停滞していた微細化がEUVで再開する可能性が出てきたが、ひとたび始まったトランジスタ構造やSoC(System on Chip)の革新に向けた動きは鈍るどころかむしろ加速していきそうだ。

 トランジスタ構造やその材料については、2000年前後からさまざまな提案がなされてきた。現行のFinFETはもちろん、ナノワイヤーFETなどの構造も2000年初頭に提案されている。最近ではGaAsなどの化合物半導体FETも発表されていた。ただし、FinFET以外は、半導体メーカーの具体的なロードマップには載っておらず、コンセプト的な位置付けだった。

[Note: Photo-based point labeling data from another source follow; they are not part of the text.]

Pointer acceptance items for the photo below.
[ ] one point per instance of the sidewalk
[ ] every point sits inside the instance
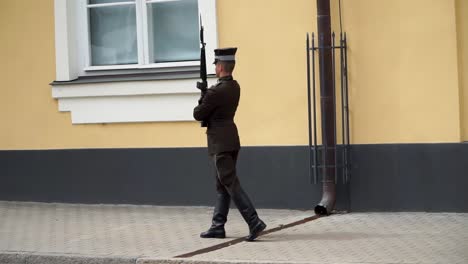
(124, 234)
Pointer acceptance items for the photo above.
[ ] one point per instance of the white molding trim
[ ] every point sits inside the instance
(123, 102)
(65, 40)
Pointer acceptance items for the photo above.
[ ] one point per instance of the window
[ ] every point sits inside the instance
(142, 32)
(130, 60)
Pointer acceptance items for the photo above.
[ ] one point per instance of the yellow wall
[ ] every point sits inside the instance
(402, 62)
(462, 32)
(30, 117)
(403, 71)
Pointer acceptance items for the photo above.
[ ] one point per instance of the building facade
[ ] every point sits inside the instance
(97, 96)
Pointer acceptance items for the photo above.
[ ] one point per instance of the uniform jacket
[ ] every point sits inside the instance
(218, 107)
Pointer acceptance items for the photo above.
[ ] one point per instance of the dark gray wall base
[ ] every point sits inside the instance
(419, 177)
(410, 177)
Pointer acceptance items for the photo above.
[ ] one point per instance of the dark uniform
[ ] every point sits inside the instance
(217, 109)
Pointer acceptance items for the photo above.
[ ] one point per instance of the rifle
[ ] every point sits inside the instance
(203, 85)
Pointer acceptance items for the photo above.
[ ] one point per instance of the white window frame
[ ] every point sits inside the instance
(73, 42)
(164, 100)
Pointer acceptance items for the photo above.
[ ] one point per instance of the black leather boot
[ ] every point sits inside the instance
(220, 213)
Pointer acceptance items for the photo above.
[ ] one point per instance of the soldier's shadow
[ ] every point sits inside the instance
(322, 236)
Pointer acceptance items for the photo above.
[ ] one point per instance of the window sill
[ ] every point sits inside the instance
(130, 98)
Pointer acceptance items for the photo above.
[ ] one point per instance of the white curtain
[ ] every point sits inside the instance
(113, 34)
(173, 31)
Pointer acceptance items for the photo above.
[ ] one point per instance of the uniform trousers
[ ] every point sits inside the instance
(228, 187)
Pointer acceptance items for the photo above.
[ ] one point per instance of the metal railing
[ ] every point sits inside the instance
(341, 162)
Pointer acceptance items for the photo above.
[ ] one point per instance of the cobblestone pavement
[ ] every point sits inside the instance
(74, 233)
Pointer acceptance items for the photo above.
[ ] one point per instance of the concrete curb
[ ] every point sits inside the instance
(212, 261)
(33, 258)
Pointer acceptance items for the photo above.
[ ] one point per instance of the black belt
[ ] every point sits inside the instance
(220, 123)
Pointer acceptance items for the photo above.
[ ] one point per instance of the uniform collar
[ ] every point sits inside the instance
(226, 78)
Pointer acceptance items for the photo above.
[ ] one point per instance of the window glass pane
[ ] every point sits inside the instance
(173, 31)
(113, 35)
(93, 2)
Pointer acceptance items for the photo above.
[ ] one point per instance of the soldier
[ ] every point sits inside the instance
(216, 108)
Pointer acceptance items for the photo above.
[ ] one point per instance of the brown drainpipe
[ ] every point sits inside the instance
(327, 106)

 2017年春以降になって、ファウンドリーが3nm~4nm世代のロードマップを発表する中で、トランジスタ構造革新の計画も具体化してきた。その中で、これまでのコンセプトとは異なる、新しい構造も提案され始めた。

電流の確保策が構造変化を牽引

 トランジスタ構造を大きく捉えれば、(1)平面から3次元へ、(2)ゲートによるチャネル制御性の強化、という2つの軸で進化しつつある(図A-1)。(1)の3次元化、つまり素子の背を高くすれば、トランジスタ1個当たりの占有面積を小さくできる。DRAMなどが既にたどった道である。

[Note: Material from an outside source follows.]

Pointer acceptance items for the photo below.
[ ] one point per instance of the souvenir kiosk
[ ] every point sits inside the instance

図A-1 トランジスタの大幅な設計変更で性能向上を維持
図A-1 トランジスタの大幅な設計変更で性能向上を維持
22nm世代以降3nm世代までのトランジスタの構造変更の流れを示した(a)。ただし、各構造には性能や実装上の課題があり、実装手法は多様化している。例えば、FinFETはFin数を増やす方向から、Fin高を伸ばす方向に進化した(b)。次のマルチナノワイヤーFETでは電流を確保するため、有効チャネル幅(Weff)が大きいナノシートFETがIBM社などによって提案されている(c)。(図:(a)はASML、(c)はIEDM、写真:(b)はIntel社、(c)はIBM社)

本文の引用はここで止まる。